Diarmuid has helped reshape First Star’s delivery to be 70% more cost-effective, without compromising impact, and to centre lived experience in leadership—one third of the board is now made up of care-experienced First Star graduates. He continues to champion systemic change in how schools, local authorities, and universities engage with care-experienced communities, working across all four UK nations to embed more inclusive education ecosystems.
Before taking on this role, Diarmuid was Director of Philanthropy at Foreland Fields Charity, where he led the design, fundraising, and delivery of a pioneering 5-acre inclusive campus for people with profound and multiple learning disabilities. The Hive, as it is now known, is a nationally significant model for inclusive infrastructure and community provision. It includes accessible training facilities, sensory spaces, hoists, a forest school, horticulture area, and a community café. Built from the ground up with no other permanent staff, Diarmuid raised over £1 million and project-managed the entire scheme, ensuring that every detail—from door widths to programme design—was created with accessibility and dignity at its core.

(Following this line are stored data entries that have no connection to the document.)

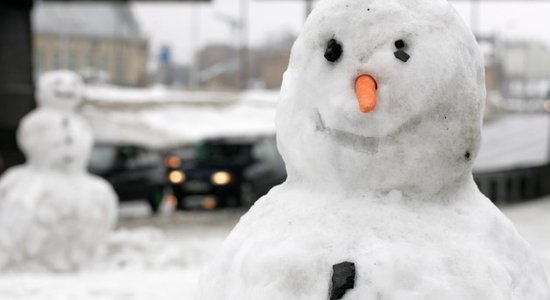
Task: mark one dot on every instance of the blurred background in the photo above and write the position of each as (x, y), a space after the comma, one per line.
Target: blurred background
(181, 96)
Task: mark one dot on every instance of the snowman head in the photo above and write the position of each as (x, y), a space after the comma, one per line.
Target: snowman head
(382, 95)
(55, 140)
(60, 89)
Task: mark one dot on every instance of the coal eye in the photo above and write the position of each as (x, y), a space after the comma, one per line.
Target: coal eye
(399, 44)
(400, 53)
(333, 50)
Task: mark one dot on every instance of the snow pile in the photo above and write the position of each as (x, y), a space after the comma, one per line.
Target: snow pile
(149, 249)
(53, 214)
(378, 123)
(170, 123)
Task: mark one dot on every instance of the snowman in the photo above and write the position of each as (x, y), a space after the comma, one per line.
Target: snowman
(53, 214)
(378, 123)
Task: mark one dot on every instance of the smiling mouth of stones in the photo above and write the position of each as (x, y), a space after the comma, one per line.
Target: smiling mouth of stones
(349, 140)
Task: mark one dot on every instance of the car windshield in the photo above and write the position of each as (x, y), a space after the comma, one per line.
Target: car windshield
(230, 154)
(102, 158)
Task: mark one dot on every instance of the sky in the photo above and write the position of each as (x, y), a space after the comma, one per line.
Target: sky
(186, 27)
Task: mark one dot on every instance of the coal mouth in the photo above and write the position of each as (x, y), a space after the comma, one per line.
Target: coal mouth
(349, 140)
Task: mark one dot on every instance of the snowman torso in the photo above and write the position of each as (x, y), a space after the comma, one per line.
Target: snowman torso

The Hive was not just built to support children during school years, but to provide continued purpose, learning, and connection into adulthood. Its programmes now support hundreds of people with SEND from Thanet and East Kent each year, including autism-specific holiday schemes, traineeships for 19–25-year-olds, and community inclusion projects for people over 55. Diarmuid also founded and leads the CIC that runs The Hive’s services, which now supports over 500 regular users.
Earlier in his career, Diarmuid held senior leadership roles in secondary education, including Head of School at the UCL Academy in London. There, he helped implement a pastoral and academic structure that significantly improved outcomes for disadvantaged students, with a particular focus on care-experienced and SEND learners. He embedded inclusive vocational and STEM pathways, secured external recognition for inclusive enterprise education, and led on curriculum and safeguarding for the school.
His academic background includes a Bachelor of Education in Engineering and Materials, a Master’s in Education Leadership focused on STEM, and a Master’s in Philanthropy from the University of Kent. He also completed the Mayor of London’s ‘Get Ahead’ Principal programme, which prepares future leaders to tackle systemic inequality in education.
Throughout his work—whether in mainstream education, specialist SEND provision, or the care system—Diarmuid has consistently focused on those most at risk of being left behind. His leadership is characterised by collaboration, humility, and a belief that systems should flex to meet people’s needs, not the other way around. He does not position himself as an expert “on” communities, but rather as a partner working “with” them to co-create lasting, inclusive change.
His work today spans education, special needs and disabilities, health, and social care—and always with a simple principle: no one should be excluded from opportunity because of who they are or what they’ve been through.